Therefore, for different data tasks to be processed, the pending parameters need to be determined first. Then, step S203 is executed.

In step S203, the pending parameter is used to replace the corresponding parameter in the reference version, and an instance for processing the data task to be processed is determined.

In an exemplary embodiment, every preset time period (e.g., every 24 hours), N corresponding to the ith type of configuration information is created according to the multiple types of configuration information_iMultiple instances can increase the execution efficiency of the instances by parallel automatic execution of the multiple instances, and the processing efficiency is improved. Wherein i isConfiguring the class number of the information, and taking a positive integer; n is a radical of_iTaking positive integer, user can determine specific N according to actual situation_iThe value is obtained.

For example, the execution processes of step S204 to step S206 synchronize step S102 to step S104, and are not described herein again.

In the technical solution of the embodiment shown in fig. 2, for each instance, a reference version is determined according to the corresponding data processing process, the reference version forms a basic framework for constructing the instance, and the consistency of the data processing processes of multiple instances is ensured by determining fixed parameters and automatically setting undetermined parameters through the reference version, so as to ensure the stability and accuracy of data processing. Meanwhile, by setting undetermined parameters in the reference version, different data tasks to be processed are labeled in a targeted manner, and the accuracy of data processing results is facilitated.
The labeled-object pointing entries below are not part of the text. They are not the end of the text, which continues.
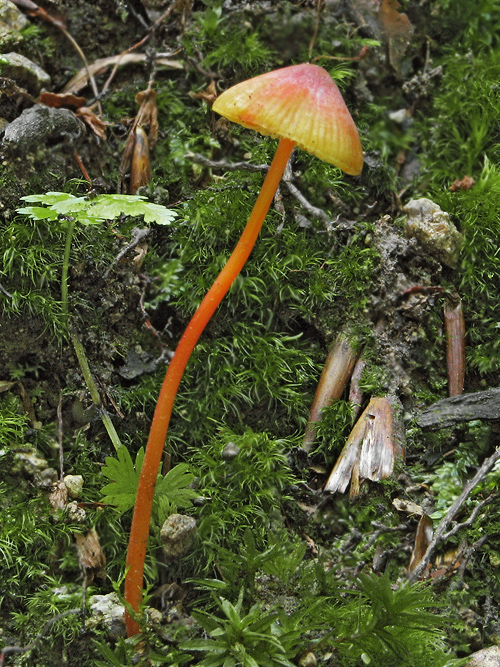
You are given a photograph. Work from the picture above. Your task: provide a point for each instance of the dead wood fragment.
(454, 325)
(441, 534)
(371, 449)
(81, 78)
(466, 407)
(332, 383)
(422, 540)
Fig. 3 shows a flow chart of a control method of a data processing procedure according to still another embodiment of the present invention, and referring to fig. 3, the method includes steps S301 to S308.

In an exemplary embodiment, a specific implementation manner of step S301 may be the same as that of steps S201 to S203, and is not described herein again.

The execution sequence of step S302 and step S303 is not sequential.

Illustratively, in step S302, each of the instances includes a plurality of links, for example, ETL includes links of data extraction, data interaction conversion, and data loading. The embodiment of the invention defines the reference version of the production flow, and further determines the preset workflow, which comprises the following steps: the execution sequence information of the plurality of links and the execution rule information among different links. Such as branching links, nesting links, merging links, and the like. Step S102, step S204: executing the corresponding instance of the workflow according to a preset workflow, wherein the specific implementation mode comprises the following steps: and executing each link according to the execution sequence information and the execution rule information aiming at each instance.

Illustratively, in step S303, the monitoring configuration information of each instance is obtained. The monitoring configuration information includes monitoring indicators of a plurality of links of the instance. For example: the monitoring configuration information of the instance corresponding to the ETL includes the monitoring information of the extraction link, the monitoring information corresponding to the interaction conversion link, the monitoring information corresponding to the loading link, and the like. Step S104, step S206: in the execution process of each instance, the execution process is monitored in real time according to the monitoring configuration information of each instance, and a specific implementation manner includes steps S304 to S308.

In step S304, for each of the instances, it is determined whether the current execution link of the instance is the final link of the instance. If the current execution link is the final link of the instance, step S305 is executed, and the instance is ended. If the current execution link is not the final link of the example, executing step S306-step S308, specifically:

step S306: and when the execution of the current execution link is detected to be finished, checking whether the instance meets the requirements or not according to the monitoring index corresponding to the current finishing link. If the instance meets the monitoring index corresponding to the link, executing step S307: and executing the next link in the preset workflow. If the instance does not meet the monitoring index corresponding to the link, executing step S308: and re-executing the current link.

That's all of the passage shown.